Na China o gato civet é uma iguaria – e pode ter causado Sars

A questão tem surpreendido os cientistas desde que o vírus Sars surgiu na China e se espalhou pelo mundo: de onde ele veio?

Agora, pesquisadores em Hong Kong identificaram o culpado – o civet de palma mascarada, um pequeno mamífero semelhante a um gato que é tratado como uma delicadeza culinária em algumas partes da China.

Virologistas trazidos para caçar o vírus Sars sempre suspeitaram que ele permaneceu no quintal da fazenda ou em animais domésticos antes de fazer a espécie cruzada saltar em humanos.

As fontes mais prováveis acreditavam-se ser porcos ou galinhas, mas as tentativas de infectar os animais com o vírus Sars retirado de humanos infectados falharam, sugerindo que ele deve ter vindo de outra espécie.

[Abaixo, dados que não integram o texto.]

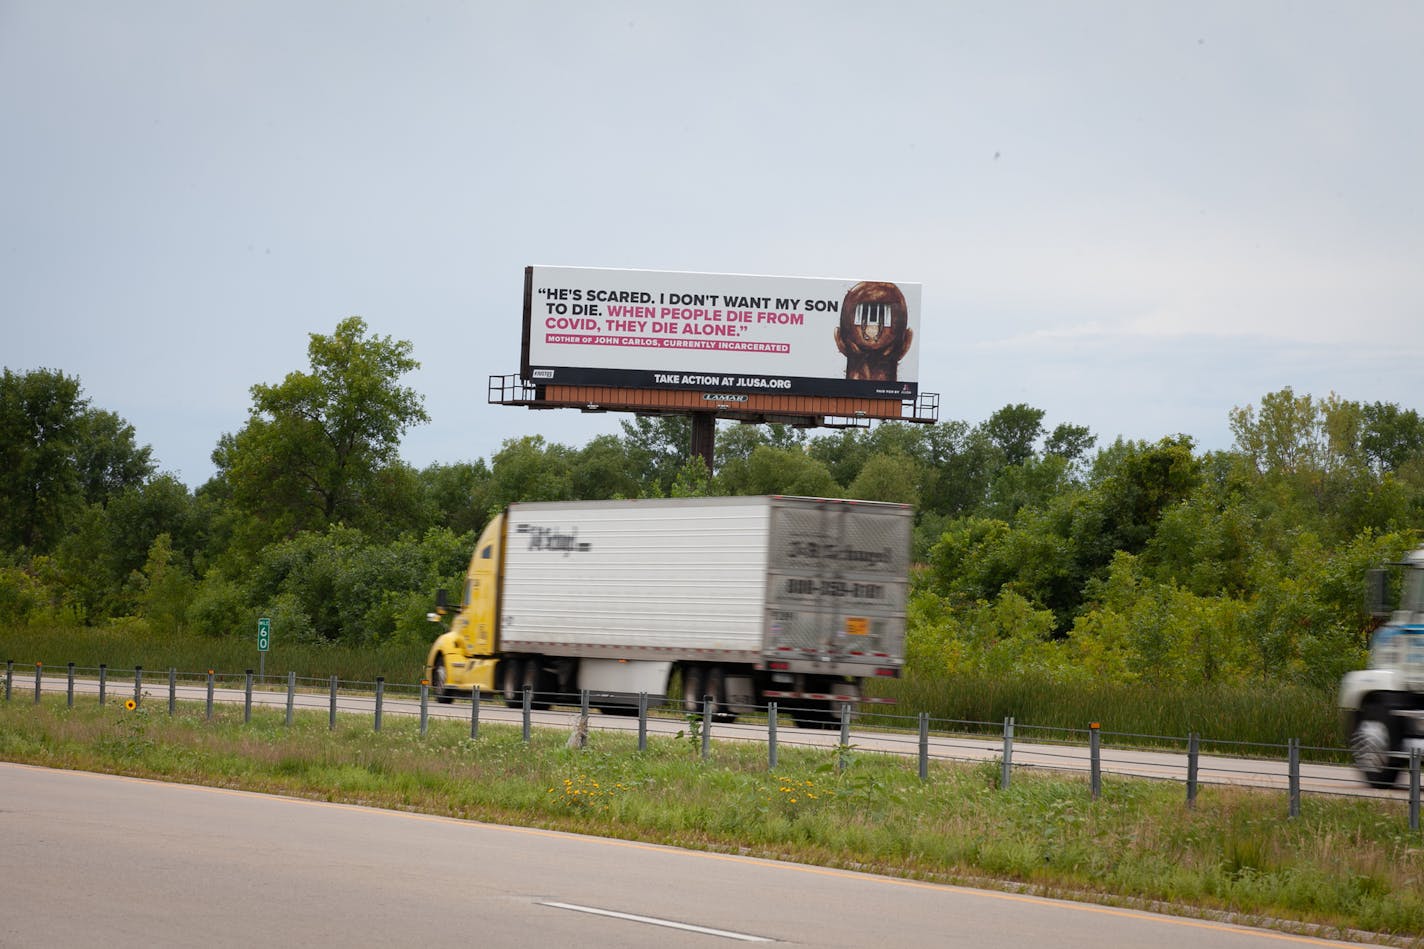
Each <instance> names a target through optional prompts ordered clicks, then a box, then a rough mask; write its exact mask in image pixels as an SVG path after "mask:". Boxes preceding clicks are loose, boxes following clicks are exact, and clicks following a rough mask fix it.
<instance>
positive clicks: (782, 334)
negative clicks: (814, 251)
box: [520, 266, 920, 399]
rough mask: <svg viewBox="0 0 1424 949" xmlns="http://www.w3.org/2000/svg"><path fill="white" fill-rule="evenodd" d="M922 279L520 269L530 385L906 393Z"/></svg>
mask: <svg viewBox="0 0 1424 949" xmlns="http://www.w3.org/2000/svg"><path fill="white" fill-rule="evenodd" d="M918 332H920V285H918V284H897V282H890V281H860V279H829V278H807V276H756V275H748V274H678V272H672V271H622V269H600V268H582V266H528V268H525V269H524V351H523V361H521V365H520V375H521V376H523V378H524V379H527V380H531V382H534V383H537V385H570V386H618V388H632V389H699V390H703V392H718V393H763V395H770V393H778V395H810V396H859V398H867V399H913V398H916V395H917V393H918V351H920V341H918Z"/></svg>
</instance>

Yuen Kwok-Yung, um microbiologista da Universidade de Hong Kong, e a sua equipa decidiu examinar um grande número de civetas e outros animais de caça. Eles descobriram que quatro dos civets de palma mascarada – que têm pelo curto e listras pretas e brancas no rosto – estavam carregando um coronavírus que causou Sars. Os animais são comuns na China, Índia e Malásia.

Prof Yuen disse que era improvável que as pessoas tivessem sido infectadas por comer civetas. Mas o vírus pode ter saltado para os humanos enquanto eles os criavam, abatiam e cozinhavam.

O civet é um dos principais ingredientes do prato exótico da vida selvagem “sopa de dragão-tiger-fenix”, pelo qual os chineses ricos da província de Guangdong pagarão grandes somas.

A sopa é temperada com pétalas de crisântemo e inclui pedaços de civet gato e cobra.

O actual website do centro de informação turística de Guangzhou convida os visitantes a provar este “prato especial”.

A venda do gato civet é proibida em Hong Kong, mas as pessoas ainda atravessam para a China para o comer, e outros animais exóticos. É amplamente acreditado no sul da China que comer animais selvagens pode aumentar o vigor dos órgãos humanos.

Um virologista de Hong Kong, Professor Malik Peiris, que lidera a equipe que primeiro identificou o coronavírus de Sars, disse ontem que enquanto a comida fosse devidamente cozinhada, o vírus deveria ser morto.

No entanto, ele disse que estava obviamente a ser derramado do animal selvagem, e alguém podia entrar em contacto com ele enquanto o animal vivo estava a ser manipulado.

Um dos primeiros pacientes Sars confirmados da China, Huang Xingchu, 34 anos, trabalhava como cozinheiro num restaurante Shenzhen.

Prof Yuen disse que controles rigorosos deveriam ser colocados em prática para garantir que os civets e outros animais de caça fossem criados e vendidos sem colocar as pessoas em risco de infecção.

“Se não se consegue controlar mais os saltos destes vírus dos animais para os humanos, a mesma epidemia pode voltar a ocorrer – por isso é muito importante que tenhamos formas de controlar a criação, o abate e a venda destes animais de caça selvagens”

“Este é um bom passo em frente”, disse John Oxford, um especialista em virologia da Queen Mary School of Medicine em Londres. “Agora podemos começar a colocar barreiras entre as pessoas e os gatos para impedir que isso aconteça, e mais vírus, que se cruzem””

No início desta semana, Chandra Wickramasinghe, do Centro de Astrobiologia de Cardiff, sugeriu que o vírus Sars pode até ter caído do espaço para a Terra, mas esta não é uma visão amplamente compartilhada pelos cientistas.

Prof Yuen e sua equipe acreditam que o vírus saltou diretamente de civetas para humanos, mas dizem que outros animais também podem ter estado envolvidos na transmissão.

“Pode não ser o fim da história”, disse o professor Oxford. “Pode muito bem ter saltado de outro animal para os civetas, e será preciso muito trabalho para resolver isso”.

Pensa-se que a epidemia de Sars está a ser controlada em Hong Kong, e ontem a Organização Mundial de Saúde retirou o seu aviso contra viagens a Hong Kong e Guangdong.

Taiwan está agora a relatar o maior número de novas infecções, elevando o total da região para 483. A nível mundial, 4.212 pessoas continuam infectadas com a doença.